Our Union Calls on the FCC to Protect Quality Journalism and Good Jobs
Mar 19, 2012
The Communications Workers of America and its media sectors are urging the Federal Communications Commission to reject changes to broadcast media ownership rules unless the outcome will encourage greater diversity and competition in news coverage and other local programming.
"CWA members know firsthand how consolidation has harmed the local news and information market for citizens," CWA, The Newspaper Guild-CWA and the National Association of Broadcast Employees and Technicians said in commentssubmitted to the FCC this week.
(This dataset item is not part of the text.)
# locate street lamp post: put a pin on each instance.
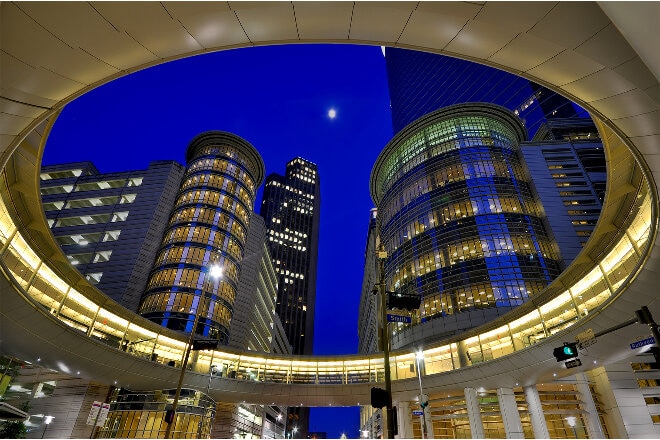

CWA and the media sectors represent more than 45,000 journalists, technicians, printers, producer, customer service and sales representatives and other workers in the media industry. Tens of thousands of other media workers haven't survived the industry's massive job cuts over the past decade.
During that time, consolidation of newsgathering has "run rampant" and newscasts on stations with shared newsrooms have become indistinguishable from each other, NABET-CWA President Jim Joyce said. "This makes a mockery of the FCC's longstanding media goals to promote diversity, competition and localism in exchange for a broadcaster's right to use the public airwaves," Joyce said.
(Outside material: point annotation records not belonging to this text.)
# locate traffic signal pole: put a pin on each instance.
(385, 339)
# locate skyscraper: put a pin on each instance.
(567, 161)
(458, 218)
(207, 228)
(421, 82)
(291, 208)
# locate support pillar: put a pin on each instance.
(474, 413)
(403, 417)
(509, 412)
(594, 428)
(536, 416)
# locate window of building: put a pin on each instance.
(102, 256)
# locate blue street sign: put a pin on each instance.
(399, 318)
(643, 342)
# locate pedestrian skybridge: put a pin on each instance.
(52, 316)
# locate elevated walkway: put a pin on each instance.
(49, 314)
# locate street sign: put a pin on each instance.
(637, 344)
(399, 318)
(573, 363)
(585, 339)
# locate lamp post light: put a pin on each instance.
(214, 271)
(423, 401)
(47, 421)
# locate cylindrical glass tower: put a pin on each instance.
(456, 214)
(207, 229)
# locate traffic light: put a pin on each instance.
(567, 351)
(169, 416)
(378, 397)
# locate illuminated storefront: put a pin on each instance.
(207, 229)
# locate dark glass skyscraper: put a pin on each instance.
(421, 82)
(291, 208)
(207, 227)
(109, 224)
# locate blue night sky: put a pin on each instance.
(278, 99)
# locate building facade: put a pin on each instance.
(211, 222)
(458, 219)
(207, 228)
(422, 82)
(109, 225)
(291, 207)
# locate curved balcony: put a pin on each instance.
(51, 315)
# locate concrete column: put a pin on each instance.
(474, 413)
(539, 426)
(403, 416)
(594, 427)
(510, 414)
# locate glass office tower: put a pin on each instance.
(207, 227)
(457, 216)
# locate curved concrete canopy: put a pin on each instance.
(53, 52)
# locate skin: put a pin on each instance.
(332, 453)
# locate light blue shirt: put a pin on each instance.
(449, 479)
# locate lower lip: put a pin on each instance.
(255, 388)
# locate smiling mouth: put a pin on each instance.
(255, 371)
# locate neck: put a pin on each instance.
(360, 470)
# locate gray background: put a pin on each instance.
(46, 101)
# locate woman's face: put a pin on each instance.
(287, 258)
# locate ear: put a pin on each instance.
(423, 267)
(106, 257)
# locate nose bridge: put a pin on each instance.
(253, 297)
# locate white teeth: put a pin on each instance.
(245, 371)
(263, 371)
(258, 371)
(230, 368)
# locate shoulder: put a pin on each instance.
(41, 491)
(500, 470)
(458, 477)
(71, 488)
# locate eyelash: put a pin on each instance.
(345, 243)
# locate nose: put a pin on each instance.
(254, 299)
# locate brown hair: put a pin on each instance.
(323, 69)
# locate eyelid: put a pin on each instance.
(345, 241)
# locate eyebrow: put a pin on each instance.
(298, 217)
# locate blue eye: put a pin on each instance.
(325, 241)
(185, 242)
Any further erosion of rules governing joint ownership of TV stations and local newspapers also must be rejected, CWA said. "Most consolidations are being done for efficiencies and that means less content, fewer journalists and less diversity in both content and staff," TNG-CWA President Bernie Lunzer said.
The solution is to reward content creators, leading to more jobs and more original information being produced, be it for TV, newspapers or online. "CWA wants to save news organizations and encourage the growth of new ones," CWA said in its comments to the FCC.
Among specific recommendations to prevent further consolidation and the damage it causes, CWA said the FCC:
- should prohibit shared service agreements (SSAs) that allow stations to share crews to cover news events.
- should bar SSAs that allow one station to eliminate most or all of its news employees and run news produced by a competing station.
- should not consider any relaxation of rules until the Commission properly addresses the lack of ownership opportunities for people of color and women.
"CWA firmly believes allowing more consolidation or concentration of media ownership would irreparably harm ownership opportunities for women and people of color," CWA said.